Cell experiment:

GTL-16 cells are inoculated in to 96 well microtiter plates in 0.5% fetal calf serum and incubated at 37℃, 5% CO2, 95% air and 100% relative humidity for 24 h prior to addition of a compound. Cells are treated with BMS-794833 for an additional 72 h. Growth inhibition is calculated[1].

BMS-794833 is a potent ATP competitive, dual inhibitor of c-Met and VEGFR2 (IC50 = 1.7 nM and 15 nM, respectively). It also has inhibitory effect on Ron, Axl and Flt3 (IC50< 3 nM).

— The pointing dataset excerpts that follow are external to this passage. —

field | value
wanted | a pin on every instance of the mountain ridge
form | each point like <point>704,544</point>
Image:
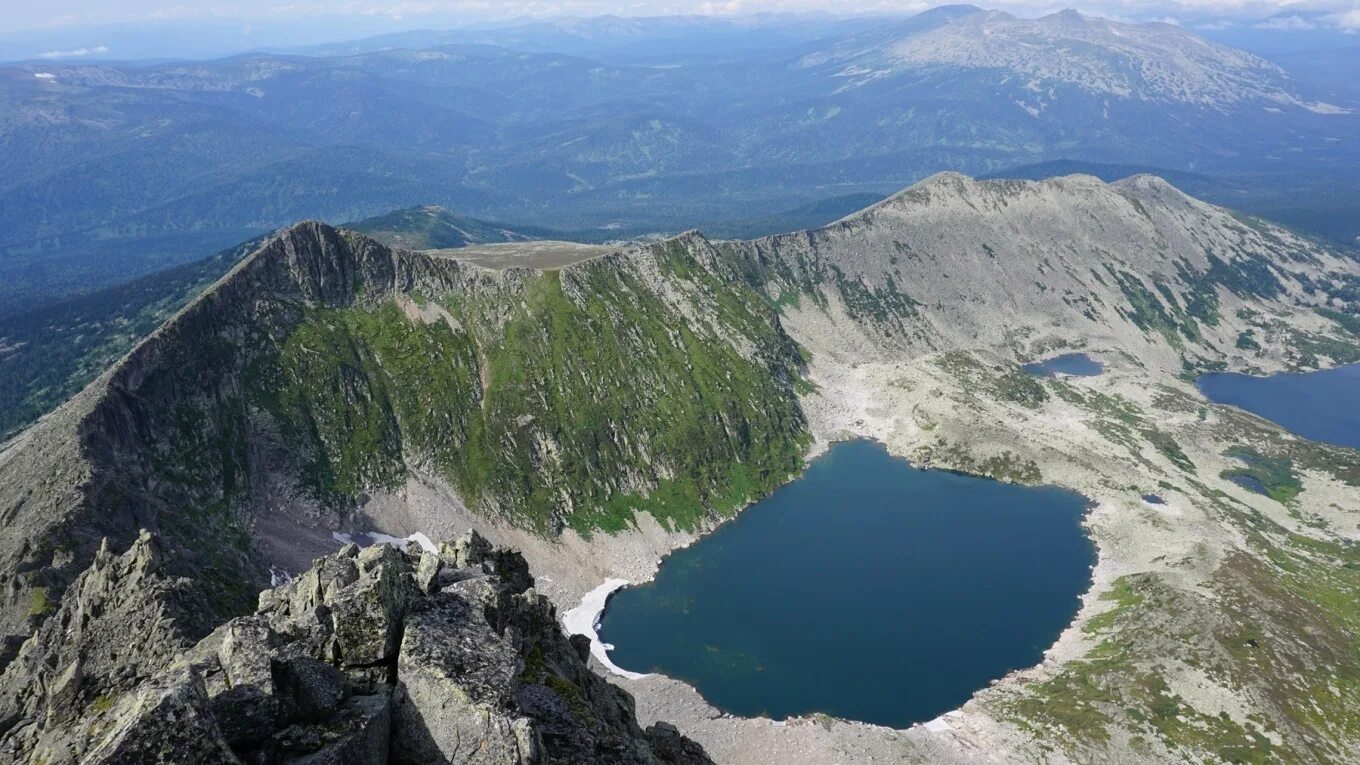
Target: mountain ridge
<point>327,375</point>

c-MET, also called MET, is a membrane receptor that is essential for embryonic development and wound healing. VEGFR are receptors for vascular endothelial growth factor and belong to receptor tyrosine kinases. It mediates in various cellular functions, including endothelial proliferation, migration, survival, tubular morphogenesis and sprouting. [1]

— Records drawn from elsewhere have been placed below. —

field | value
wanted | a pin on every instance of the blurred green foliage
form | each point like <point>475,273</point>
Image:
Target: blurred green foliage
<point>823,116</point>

BMS794833 also inhibited gastric cancer cell line (GTL-16) that induced by c-Met receptor, GTL-16, IC50 = 39 Nm [1]. In human gastric tumor xenografts model, BM798433 exhibits >50% TGI for at least one tumor doubling time without significant toxicity in 14 days. In U87 glioblastoma model, 25mg/kg of BMS798433 exert complete tumor stasis. [1]

Reference:
[1] 4-pyridinone compounds and their use of cancer, Borzilleri et al, United States patent application publication, Pub No. : US 2012/0114643 A1, Pub.Date: May 10, 2012.